There’s something so very right about holding a food fundraiser in the middle of a market. So right, in fact, we’re surprised it doesn’t happen much more often.
Food fundraisers—the ones that tout starred chefs, boast dozens of snacking and drinking choices, raise money for food banks and related charities, and come with triple-digit ticket prices—are tightrope acts. It’s great to pull together a lavish spread (and especially great for marketing efforts), but throw too elaborate a bash and you run the risk of creating a certain unease in your guests. If you’re raising money for people who don’t have enough to eat, at what point does your good time become poor taste?
Resolving that tension handily is FoodShare, which threw its annual Recipe for Change fundraiser last night—in the decidedly unsexy north building of St. Lawrence Market, with frequent stations for composting food scraps, and a down-to-earth vibe that struck just the right note.
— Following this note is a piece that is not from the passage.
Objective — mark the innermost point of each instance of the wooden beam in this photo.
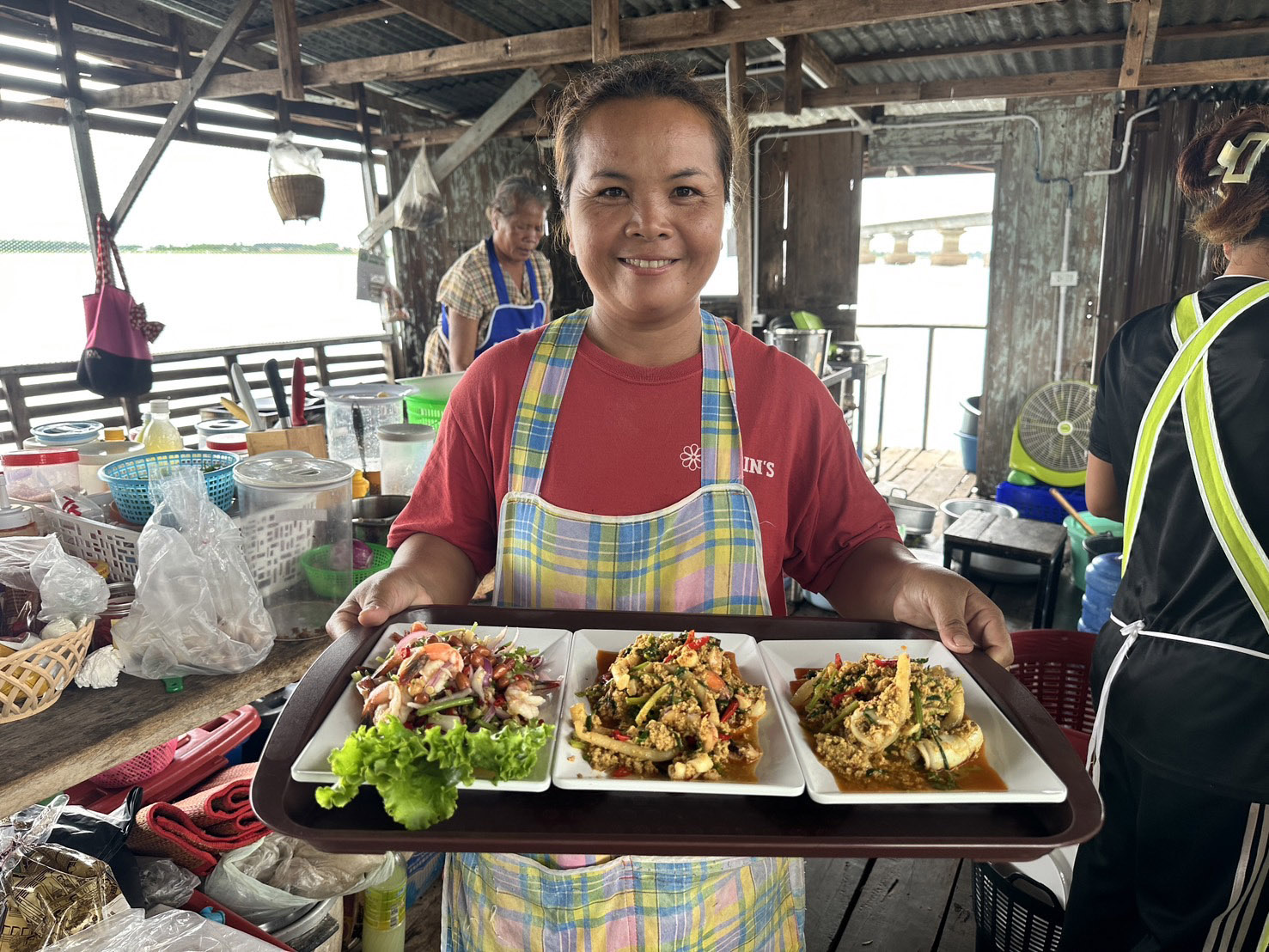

FoodShare is a holistic organization that is concerned with the entire operation of our food system—they’re involved in everything from community gardening to teaching how to cook healthy food on a budget—and it showed in the kind of party they threw. Breaking convention, they had as many vegetarian options as meat-based ones. (Perhaps the single best dish of the night was vegan, in fact—an astonishingly flavourful chickpea and white bean soup by Enoteca Sociale/Pizza Libretto’s Rocco Agostino.) And while some chefs had layered, carefully composed plates, others simply sliced prosciutto or drizzled two kinds of honey (from the roof of the Royal York Hotel) over goat cheese, so you could taste the difference harvesting season makes.
There were, as always, some standout dishes (that soup, Texas-style brisket, duck mille feuille) and some dishes that fell prey to the dangers of large events (soggy pasta, lukewarm perogies). But most of all, there was a sense of connection between the event and the cause it served. It turns out you can lose a lot of the frills and still throw a great party—a better one, actually.
FoodShare is still working on a final tally, but as of noon they told us last night’s event raised well over $50,000.